Originally a comment by iknklast on She said people should be embraced for who they are authentically.

In an office where I used to work (as an intern), there was one man who couldn’t quite get hired because he wasn’t quite high enough on the list (it was a state job – he had to reach a standard of merit). The office couldn’t hire him because there were several women who had tested higher than he had, and even without the one point they got for being women, he couldn’t get near their scores. So, they worked and worked until they found some trace somewhere of a Native American ancestor, way back in his background, got him the 10 affirmative action points a Native American could get, and jumped him over enough women on the list to get him the job. So this white male, who had experienced nothing in the way of the crap that Native Americans experience, and nothing in the way of the crap women experience, managed to utilize a law written to maximize the ability of white males to benefit from something intended to assist a different group, and jumped over the bodies of the fallen to seize the job.
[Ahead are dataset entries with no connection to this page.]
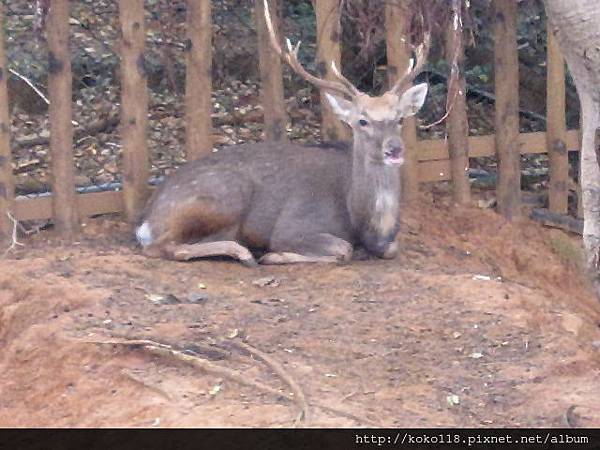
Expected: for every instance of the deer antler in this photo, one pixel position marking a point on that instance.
(342, 86)
(414, 68)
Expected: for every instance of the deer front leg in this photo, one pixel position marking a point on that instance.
(185, 252)
(317, 248)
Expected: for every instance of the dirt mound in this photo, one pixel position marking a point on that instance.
(479, 322)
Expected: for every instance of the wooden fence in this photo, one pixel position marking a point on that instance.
(428, 160)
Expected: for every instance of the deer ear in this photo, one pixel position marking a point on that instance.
(412, 100)
(340, 106)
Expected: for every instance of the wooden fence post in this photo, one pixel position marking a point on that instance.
(458, 123)
(6, 176)
(506, 68)
(271, 78)
(556, 127)
(64, 196)
(329, 36)
(134, 108)
(198, 83)
(398, 14)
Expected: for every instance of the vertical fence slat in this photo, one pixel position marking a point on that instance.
(397, 22)
(458, 122)
(6, 175)
(556, 127)
(328, 49)
(64, 202)
(271, 79)
(198, 85)
(134, 107)
(506, 76)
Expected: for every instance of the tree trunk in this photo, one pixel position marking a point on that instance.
(271, 79)
(576, 25)
(64, 201)
(329, 35)
(506, 67)
(458, 122)
(398, 14)
(7, 191)
(198, 82)
(134, 108)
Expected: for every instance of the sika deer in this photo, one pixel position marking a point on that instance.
(301, 204)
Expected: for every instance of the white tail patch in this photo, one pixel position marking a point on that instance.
(144, 234)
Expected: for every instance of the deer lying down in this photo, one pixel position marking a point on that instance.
(300, 204)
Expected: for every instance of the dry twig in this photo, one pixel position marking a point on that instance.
(160, 349)
(279, 370)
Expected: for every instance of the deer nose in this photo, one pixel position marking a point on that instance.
(393, 149)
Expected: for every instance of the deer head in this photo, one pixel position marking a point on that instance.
(375, 121)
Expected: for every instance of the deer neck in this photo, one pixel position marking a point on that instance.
(373, 194)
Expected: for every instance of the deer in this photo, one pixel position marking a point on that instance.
(296, 203)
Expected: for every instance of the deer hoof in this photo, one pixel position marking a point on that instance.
(249, 262)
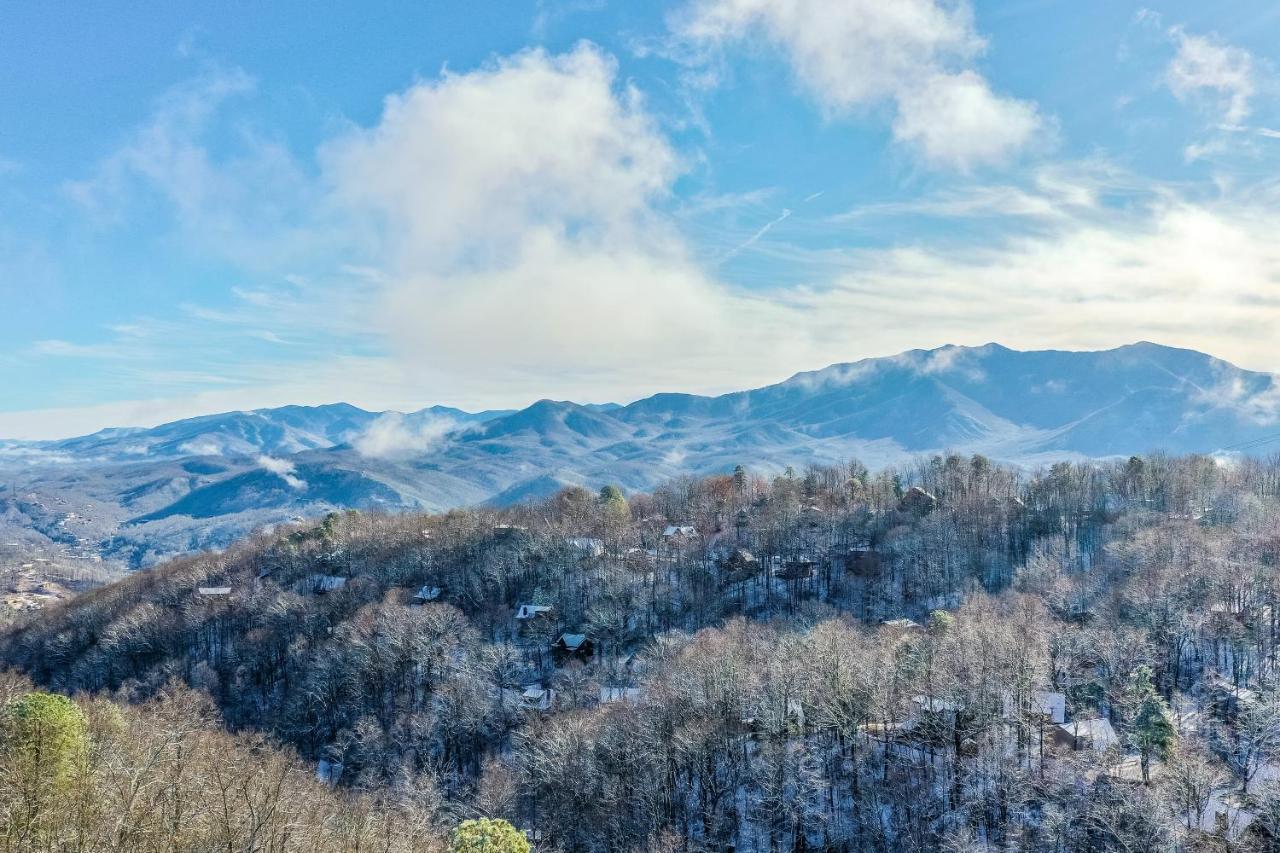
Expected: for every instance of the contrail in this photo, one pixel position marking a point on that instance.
(757, 236)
Smugly, I might add. And the office was totally proud of what they had done.

He had not lived the experience, but he reaped benefits as though he had. And could claim oppression, because now he was “Native American”, having never lived that way, having never lived anything but white male privilege.

Meanwhile, my internship was never converted to full time; in fact, the convolutions they went through to avoid hiring a woman full time (me) were even more impressive than the maneuvers they used to hire a white male and claim him as a minority hire.